Another Customer Service person here. I don’t loathe people, but like olives, I am terrified of them. I’ve been a little social recluse for most of my life, you know: introverted, hermit-y, rabbit-like skills at bounding away from a social situation. I worked inside factory walls for seven years of my life (plus all of my summers snce I was 13), then I was unable to work for two years due to immigration limbo… and then came the magical day I got my work permit from the US government. Here in Seattle, there’s plenty of work available for those with only a high school education - but it’s pretty much all customer service.

At my job, a couple of weeks ago, I got my annual review. I scored significantly high (as in, highest score one can get outside of the “perfect” score, which most people either never see, or maybe see one after 10+ years of working there) in four areas: Professionalism, Product Knowledge, Communication, and CUSTOMER SERVICE. The Product Knowledge one was a gimme; I actually really love my work and am unusually interested in the products we carry. While I know, deep down, my Customer Service skills are shining and that I deserved that high score, I don’t really know where it’s coming from in me. People freak me out! But perhaps that is a part of it. Maybe the mask I wear behind the counter to hide the fact that I would rather be an anchoress than hanging out behind a counter is convincing. Or endearing. I don’t know. I am bolstered by the fact that I work with a good crew, as well; when I am comfortable where I am, you are walking into my territory, and I can be a little more at ease.

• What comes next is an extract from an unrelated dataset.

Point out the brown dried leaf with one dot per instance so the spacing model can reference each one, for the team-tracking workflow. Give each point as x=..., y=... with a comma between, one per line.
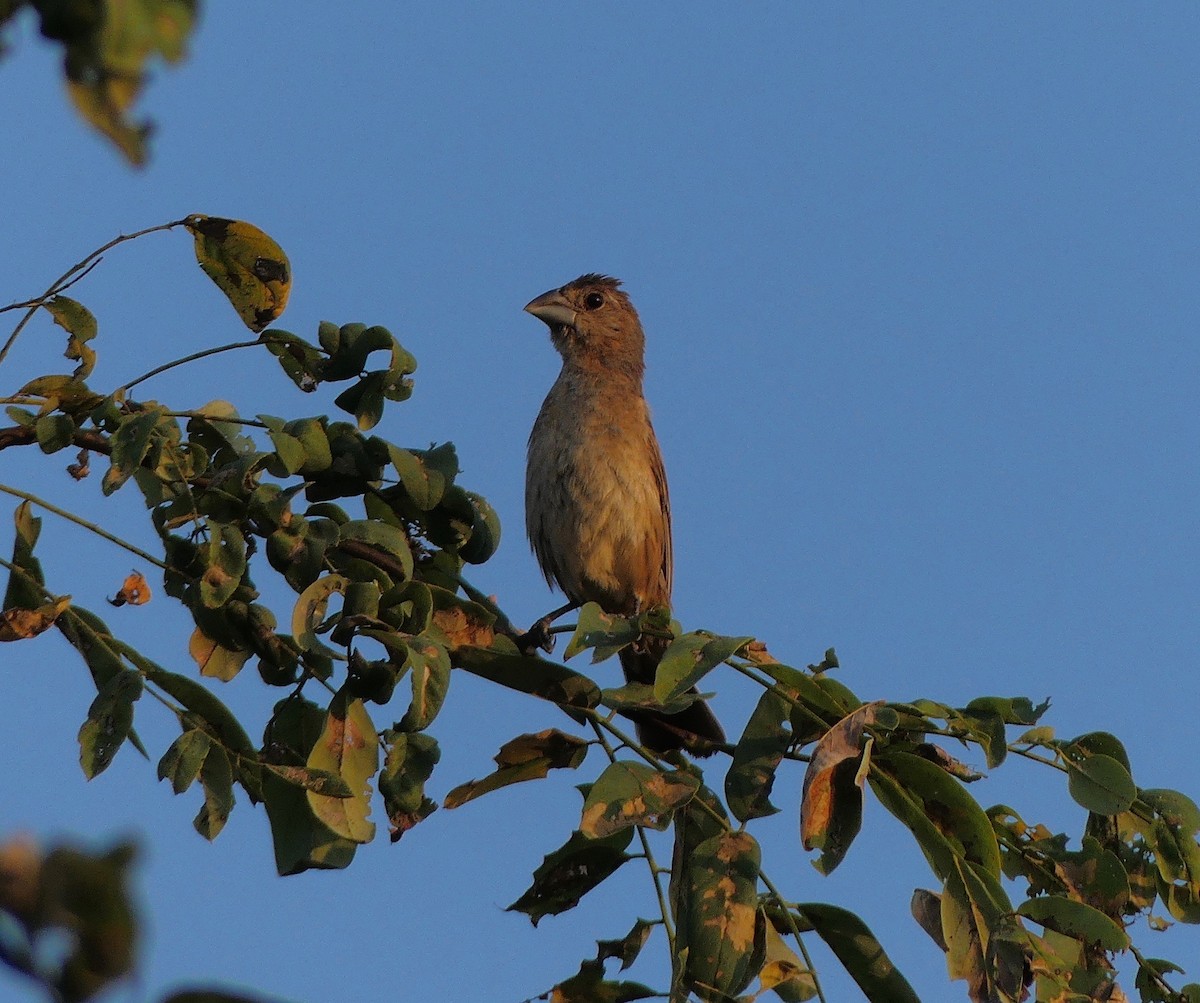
x=135, y=592
x=22, y=624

It could be the Product Knowledge part, too, however. You know how once you get someone started talking about a favourite subject? Well, anyone who comes in to talk to me is likely going to be asking me questions about the products I seem to love so very much. And I cheerfully vomit information into their eager ears. For once in my life, I actually have the answers to certain questions.

This is probably all good for me, in the long run. My husband and family says I’ve taken leaps and bounds since I first started working here, so something’s happening. But if my manager approached me today and told me to stay in the back from now on and do nothing but freight, I wouldn’t be sad. :smiley:

Switch to Mac.

Seriously.

Being all-Mac at home and telling friends and family that I don’t keep up with Windows problems and don’t know how to fix their viruses has saved me countless hours of tedium.

At work, I’m so good at some weird little niche systems that I’ve become the one and only person out of more than 160,000 people that knows the thing inside and out. As a result, I have to try and teach people about it. <shudder> “Hey Boss, why do we need to have eight people trained on how to support this horrid screwball application that’s used by eleven people?”